TORONTO -- Huge electricity surges running on transmission lines between New York and Michigan and through Ontario collapsed the province's power system just three minutes after signs of trouble appeared on Aug. 14, Canadian officials said Friday.
The Canadian officials, providing the first detailed account of the massive blackout that darkened a swath of Canada and eight states, offered no explanation for what caused the surges, but said the problems originated on the U.S. side of the border.
"Categorically, this incident did not start in Ontario," said Dave Goulding, chief executive officer of the Independent Electricity Market Operator that regulates the province's power supply. "We were not made aware of conditions elsewhere that would cause us to believe that such a disturbance would take place."

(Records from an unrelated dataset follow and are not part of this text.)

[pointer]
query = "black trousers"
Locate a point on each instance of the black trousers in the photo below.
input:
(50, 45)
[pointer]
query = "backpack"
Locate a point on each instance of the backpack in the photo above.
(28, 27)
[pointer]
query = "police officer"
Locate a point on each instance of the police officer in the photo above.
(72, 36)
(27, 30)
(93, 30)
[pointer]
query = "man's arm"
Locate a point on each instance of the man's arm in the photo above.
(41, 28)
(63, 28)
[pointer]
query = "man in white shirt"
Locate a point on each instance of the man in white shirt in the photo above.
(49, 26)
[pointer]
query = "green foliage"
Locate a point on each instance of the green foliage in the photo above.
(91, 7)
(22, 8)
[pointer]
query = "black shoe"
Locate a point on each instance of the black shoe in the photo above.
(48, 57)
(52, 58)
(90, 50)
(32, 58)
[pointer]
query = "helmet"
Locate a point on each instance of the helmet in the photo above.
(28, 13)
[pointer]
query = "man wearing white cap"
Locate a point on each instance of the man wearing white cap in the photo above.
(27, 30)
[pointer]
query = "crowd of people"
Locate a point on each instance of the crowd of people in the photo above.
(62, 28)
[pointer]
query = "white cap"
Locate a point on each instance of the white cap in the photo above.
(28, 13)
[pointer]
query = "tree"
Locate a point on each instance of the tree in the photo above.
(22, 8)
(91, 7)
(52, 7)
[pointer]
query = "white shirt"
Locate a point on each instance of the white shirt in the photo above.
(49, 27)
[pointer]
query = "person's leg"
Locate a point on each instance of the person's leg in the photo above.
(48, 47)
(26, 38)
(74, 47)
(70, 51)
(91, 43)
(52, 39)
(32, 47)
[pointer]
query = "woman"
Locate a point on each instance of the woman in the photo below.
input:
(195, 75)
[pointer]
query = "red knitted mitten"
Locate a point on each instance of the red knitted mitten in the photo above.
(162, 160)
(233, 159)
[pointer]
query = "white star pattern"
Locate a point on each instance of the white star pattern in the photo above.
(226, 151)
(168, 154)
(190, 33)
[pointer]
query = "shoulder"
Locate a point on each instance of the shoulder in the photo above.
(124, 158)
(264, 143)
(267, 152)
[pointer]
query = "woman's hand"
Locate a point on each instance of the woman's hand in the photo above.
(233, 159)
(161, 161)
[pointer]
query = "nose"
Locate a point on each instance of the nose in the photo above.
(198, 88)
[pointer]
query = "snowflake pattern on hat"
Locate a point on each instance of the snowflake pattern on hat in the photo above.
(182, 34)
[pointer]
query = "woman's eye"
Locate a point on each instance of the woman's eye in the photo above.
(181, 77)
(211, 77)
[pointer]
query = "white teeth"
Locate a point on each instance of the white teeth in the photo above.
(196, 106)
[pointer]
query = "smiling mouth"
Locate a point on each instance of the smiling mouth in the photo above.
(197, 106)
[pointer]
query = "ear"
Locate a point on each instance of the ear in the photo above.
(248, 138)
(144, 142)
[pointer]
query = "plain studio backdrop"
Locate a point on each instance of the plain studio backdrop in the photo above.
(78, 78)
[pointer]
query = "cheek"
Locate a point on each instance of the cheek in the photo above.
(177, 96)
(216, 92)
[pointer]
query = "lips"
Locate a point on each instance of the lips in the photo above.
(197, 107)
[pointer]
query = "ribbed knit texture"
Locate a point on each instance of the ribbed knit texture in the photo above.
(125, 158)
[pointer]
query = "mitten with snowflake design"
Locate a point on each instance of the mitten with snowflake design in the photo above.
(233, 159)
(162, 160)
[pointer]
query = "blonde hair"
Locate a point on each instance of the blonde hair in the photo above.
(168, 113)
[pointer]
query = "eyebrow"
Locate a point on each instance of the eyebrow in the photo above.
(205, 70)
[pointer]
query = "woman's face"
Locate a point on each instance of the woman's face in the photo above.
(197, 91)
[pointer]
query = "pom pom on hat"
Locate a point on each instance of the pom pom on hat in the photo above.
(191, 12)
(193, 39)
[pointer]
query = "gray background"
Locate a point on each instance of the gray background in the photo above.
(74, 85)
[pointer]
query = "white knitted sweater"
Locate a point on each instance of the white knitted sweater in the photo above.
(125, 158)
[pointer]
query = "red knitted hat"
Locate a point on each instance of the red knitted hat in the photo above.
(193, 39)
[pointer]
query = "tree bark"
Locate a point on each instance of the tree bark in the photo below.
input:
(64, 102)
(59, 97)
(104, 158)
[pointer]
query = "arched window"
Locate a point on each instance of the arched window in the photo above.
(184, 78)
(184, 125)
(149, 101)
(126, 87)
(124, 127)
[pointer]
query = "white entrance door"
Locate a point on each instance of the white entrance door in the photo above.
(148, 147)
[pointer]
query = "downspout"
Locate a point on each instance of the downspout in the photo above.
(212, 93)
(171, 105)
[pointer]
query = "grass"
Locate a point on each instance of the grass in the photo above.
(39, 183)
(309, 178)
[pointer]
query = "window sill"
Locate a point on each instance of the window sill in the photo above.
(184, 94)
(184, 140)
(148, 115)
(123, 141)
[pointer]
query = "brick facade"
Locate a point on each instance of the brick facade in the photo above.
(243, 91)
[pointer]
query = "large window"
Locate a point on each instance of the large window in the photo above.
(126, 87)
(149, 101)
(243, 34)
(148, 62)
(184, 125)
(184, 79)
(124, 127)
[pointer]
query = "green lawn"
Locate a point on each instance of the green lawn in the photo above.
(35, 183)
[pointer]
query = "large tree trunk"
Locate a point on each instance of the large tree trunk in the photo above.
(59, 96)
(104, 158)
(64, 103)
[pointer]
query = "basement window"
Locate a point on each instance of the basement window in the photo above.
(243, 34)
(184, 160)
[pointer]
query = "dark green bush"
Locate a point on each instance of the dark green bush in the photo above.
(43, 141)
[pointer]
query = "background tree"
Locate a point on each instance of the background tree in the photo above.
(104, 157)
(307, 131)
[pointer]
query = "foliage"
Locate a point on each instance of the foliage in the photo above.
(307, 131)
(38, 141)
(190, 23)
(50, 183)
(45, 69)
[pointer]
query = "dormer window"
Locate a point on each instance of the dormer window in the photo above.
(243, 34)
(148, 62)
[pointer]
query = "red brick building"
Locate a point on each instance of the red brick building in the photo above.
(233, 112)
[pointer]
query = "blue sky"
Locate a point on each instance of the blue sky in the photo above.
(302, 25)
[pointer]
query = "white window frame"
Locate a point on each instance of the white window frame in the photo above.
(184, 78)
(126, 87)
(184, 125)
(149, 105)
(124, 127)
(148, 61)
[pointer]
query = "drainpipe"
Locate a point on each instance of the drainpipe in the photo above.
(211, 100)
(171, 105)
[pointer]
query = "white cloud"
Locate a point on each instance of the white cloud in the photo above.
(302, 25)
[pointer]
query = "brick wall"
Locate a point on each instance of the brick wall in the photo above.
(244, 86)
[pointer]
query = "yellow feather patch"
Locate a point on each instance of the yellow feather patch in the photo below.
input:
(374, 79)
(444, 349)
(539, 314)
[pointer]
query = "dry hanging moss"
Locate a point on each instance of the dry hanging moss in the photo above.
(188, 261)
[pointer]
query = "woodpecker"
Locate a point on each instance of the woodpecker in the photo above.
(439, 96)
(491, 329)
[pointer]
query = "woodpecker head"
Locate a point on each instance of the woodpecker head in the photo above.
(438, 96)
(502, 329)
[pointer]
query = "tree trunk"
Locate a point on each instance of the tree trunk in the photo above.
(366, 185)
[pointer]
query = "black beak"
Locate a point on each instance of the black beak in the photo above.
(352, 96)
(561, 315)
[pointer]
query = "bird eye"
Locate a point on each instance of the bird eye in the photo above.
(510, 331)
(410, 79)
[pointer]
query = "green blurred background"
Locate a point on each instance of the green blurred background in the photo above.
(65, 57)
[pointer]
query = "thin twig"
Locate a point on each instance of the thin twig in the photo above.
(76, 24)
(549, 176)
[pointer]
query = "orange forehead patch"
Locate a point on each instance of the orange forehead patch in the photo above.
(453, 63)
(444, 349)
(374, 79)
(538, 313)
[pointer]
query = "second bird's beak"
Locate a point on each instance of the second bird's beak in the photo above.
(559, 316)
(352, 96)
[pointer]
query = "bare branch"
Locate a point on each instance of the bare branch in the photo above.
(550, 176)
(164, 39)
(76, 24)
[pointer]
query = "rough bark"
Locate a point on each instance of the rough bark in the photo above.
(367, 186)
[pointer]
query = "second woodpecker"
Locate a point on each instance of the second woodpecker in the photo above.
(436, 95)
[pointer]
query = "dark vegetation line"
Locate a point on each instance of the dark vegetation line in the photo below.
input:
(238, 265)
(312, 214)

Goulding said transmission lines, generators and transformers in Ontario all worked as expected. Generating stations at Niagara Falls and Cornwall remained operational, providing a foundation for restoring power in the days after the blackout, he said.
The United States and Canada are conducting a joint investigation of the blackout, the largest in North American history, affecting 50 million people. Investigators are focusing on the failure of a power plant and three transmission lines owned by FirstEnergy Corp. in Ohio as the likely starting point for the cascading outages.
Questions remain about why Midwest utility officials weren't able to isolate the outage, and why it was able to spread so far across linked power transmission lines.
Aug. 14 began normally, with Ontario's power demand reaching 24,050 megawatts at 4:06 p.m. -- about five minutes before the blackout struck here and peaked across North America, Goulding told a news conference. Ontario was importing 140 megawatts of electricity from Manitoba, 584 from Quebec, 1,090 from New York and 490 from Michigan, he said. A megawatt can power anywhere from 500 to 1,000 households.
Problems first became evident three minutes later, said Kim Warren, the provincial agency's manager of controller operations. With no warning, a 700-megawatt surge came from New York, which Warren described as unusual but manageable.
Subsequent surges of 270 megawatts from Ontario to Michigan, and 1,790 megawatts from New York into Ontario, continued for more than a minute, increasing slightly as the power flowed westward on the grid, according to Warren.
Then surges of 2,000-to-4,000 megawatts bounced back and forth between New York and Michigan, with Ontario in the middle, Warren and Goulding said, as the power ran a course along a transmission line known as the Lake Erie Loop. The load collapsed Ontario's system at 4:11 p.m., leaving only 1,200 megawatts available, they said.
On the night of the blackout, U.S. and Canada officials immediately pointed fingers across the border, blaming utilities in the other country for the cascading outages.
Later, when it seemed apparent the blackout started on the U.S. side, Premier Ernie Eves of Ontario complained that American power managers did not notify their Canadian counterparts about the grid problems, as required under protocols developed after a 1965 blackout across much of the same region.
Many individual utility companies in the eight states affected said they, too, had little or no indication of problems in the system before their own facilities shut down.
Mideast power managers have said they were busy dealing with the Ohio power and transmission problems and did not see signs of a blackout coming until too late.